The two walk together and he looks back, playing soccer as a midfielder, and the music plays a variation of the same theme from the beginning, but with a trumpet and guitar riffs in a kind of scherzo. The boys in the pub, or is it a café? They argue allegorically about sports, about football, whether Kiev or Bashevets, whether Torpedos are better, or whether Minsk and the Zenith team have a better score, and finally they all agree that Bashaskin was a great player! Meanwhile, Sergeiy, in another monologue, repeats like a mantra, “football in summer, hockey in winter. What else is there? My wife, my family, of course, my wife has her own things to do, what do I have to do that is just mine?

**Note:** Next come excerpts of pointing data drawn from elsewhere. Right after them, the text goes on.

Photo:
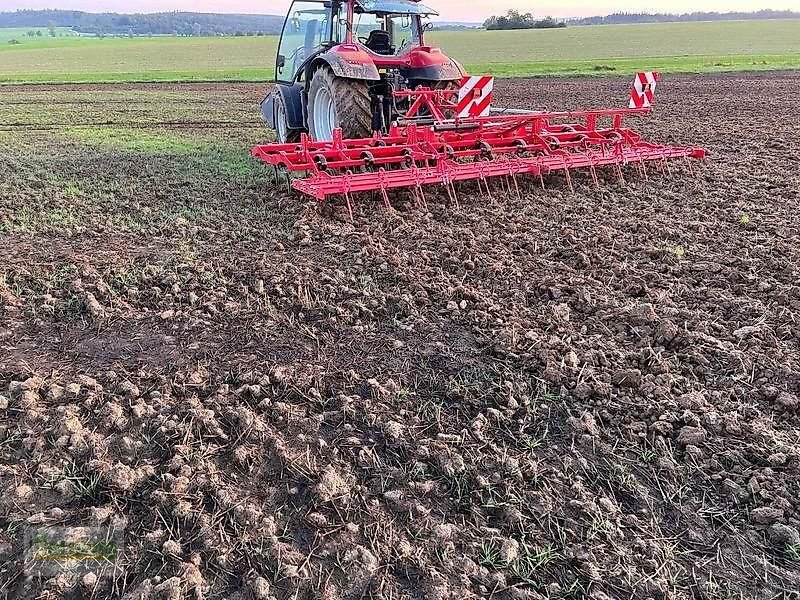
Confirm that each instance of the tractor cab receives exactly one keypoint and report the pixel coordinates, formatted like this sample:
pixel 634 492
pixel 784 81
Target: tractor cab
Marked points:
pixel 340 64
pixel 381 27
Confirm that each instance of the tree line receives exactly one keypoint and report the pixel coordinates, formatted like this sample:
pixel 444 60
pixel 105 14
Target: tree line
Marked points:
pixel 514 19
pixel 623 18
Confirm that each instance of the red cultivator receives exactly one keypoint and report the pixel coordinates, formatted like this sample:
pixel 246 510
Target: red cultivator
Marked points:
pixel 448 136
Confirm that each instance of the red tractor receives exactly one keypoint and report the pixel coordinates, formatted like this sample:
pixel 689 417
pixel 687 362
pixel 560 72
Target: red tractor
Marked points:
pixel 363 104
pixel 340 64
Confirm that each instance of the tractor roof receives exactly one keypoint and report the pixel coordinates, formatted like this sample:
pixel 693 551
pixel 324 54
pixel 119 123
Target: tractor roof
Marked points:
pixel 399 7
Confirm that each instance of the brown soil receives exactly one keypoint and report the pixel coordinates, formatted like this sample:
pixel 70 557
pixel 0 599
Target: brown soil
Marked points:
pixel 559 396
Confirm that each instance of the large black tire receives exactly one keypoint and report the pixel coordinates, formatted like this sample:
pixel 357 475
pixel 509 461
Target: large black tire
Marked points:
pixel 351 105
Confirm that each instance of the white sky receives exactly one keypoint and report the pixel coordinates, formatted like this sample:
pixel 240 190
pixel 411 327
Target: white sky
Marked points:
pixel 451 10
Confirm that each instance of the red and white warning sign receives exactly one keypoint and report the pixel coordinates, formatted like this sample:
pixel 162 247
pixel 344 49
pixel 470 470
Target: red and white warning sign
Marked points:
pixel 644 89
pixel 475 97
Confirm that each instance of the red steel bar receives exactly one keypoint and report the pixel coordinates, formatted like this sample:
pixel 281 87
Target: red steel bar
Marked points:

He entered the pub with his daughter, but after promising to take her to the carousel after lemonade; Slavyk arrives, that is, VYatya, triumphant as always, and you can tell that Seryozha is annoyed by his joy; Vyatya greets everyone and talks about his work trip and exchange; ‘architectural flooring and millennial history,’ he repeats, “… Rossi, Rastrelli, Kazakov… Ionic columns, Doric columns…” He anticipates from the statistics that it will be a very bad game for the home team.

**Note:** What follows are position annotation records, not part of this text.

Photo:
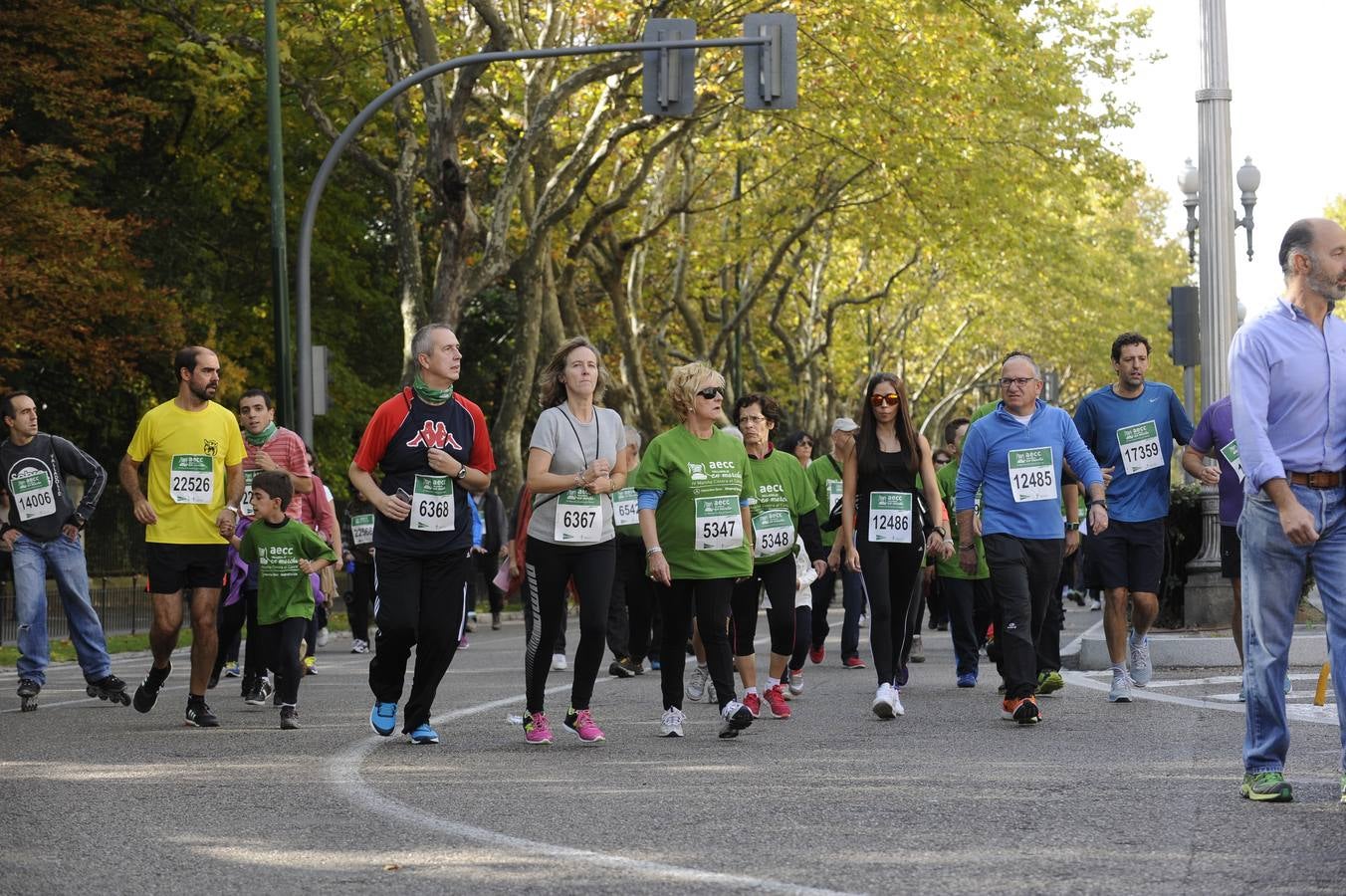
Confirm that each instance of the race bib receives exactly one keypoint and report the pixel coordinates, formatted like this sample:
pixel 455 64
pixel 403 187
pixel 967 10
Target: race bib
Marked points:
pixel 1032 475
pixel 579 517
pixel 245 505
pixel 625 512
pixel 362 529
pixel 773 532
pixel 1232 455
pixel 890 517
pixel 719 524
pixel 191 479
pixel 1140 448
pixel 33 494
pixel 432 504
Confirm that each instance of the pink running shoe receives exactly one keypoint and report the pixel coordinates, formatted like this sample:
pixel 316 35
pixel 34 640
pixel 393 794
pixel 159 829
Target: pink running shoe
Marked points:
pixel 776 700
pixel 536 730
pixel 753 703
pixel 583 727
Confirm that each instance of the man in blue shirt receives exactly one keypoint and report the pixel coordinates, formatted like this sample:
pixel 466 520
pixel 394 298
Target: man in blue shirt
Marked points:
pixel 1013 456
pixel 1287 374
pixel 1130 427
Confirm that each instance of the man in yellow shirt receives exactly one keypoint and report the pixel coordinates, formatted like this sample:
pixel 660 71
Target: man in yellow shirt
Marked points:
pixel 195 482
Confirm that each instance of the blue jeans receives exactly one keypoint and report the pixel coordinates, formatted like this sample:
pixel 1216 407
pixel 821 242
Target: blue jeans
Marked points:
pixel 1273 574
pixel 65 560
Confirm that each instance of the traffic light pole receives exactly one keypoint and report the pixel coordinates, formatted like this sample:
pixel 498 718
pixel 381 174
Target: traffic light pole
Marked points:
pixel 316 191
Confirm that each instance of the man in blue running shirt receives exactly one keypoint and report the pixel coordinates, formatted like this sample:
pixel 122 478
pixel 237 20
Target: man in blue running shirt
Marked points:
pixel 1131 425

Seryozha quietly becomes enraged. ‘You don’t know anything. Well, I read something,’ replies Vyatya with a smile. Did you hear that? Read it! Before leaving, Vyatya whispers in Seryozha’s ear, ‘Take the girl away, this is no place for her.’ ‘Mind your own business,’ replies Seryozha bitterly. Meanwhile, his daughter plays with a crab snack at the fairground and her friends smile at her innocence. Perhaps nostalgic, probably disappointed, when everyone leaves, Seryozha promises to join them for the evening game. In the meantime, he takes the girl to the carousel and the scene is cute, but he can’t stop thinking about what his wife Alka and Vyatya have in common. Study hard, a PhD? He gets annoyed with the girl and shouts at her when he catches her playing with the crab at the fair: ‘Crabs aren’t toys, they’re for eating.’ The girl cries and cries.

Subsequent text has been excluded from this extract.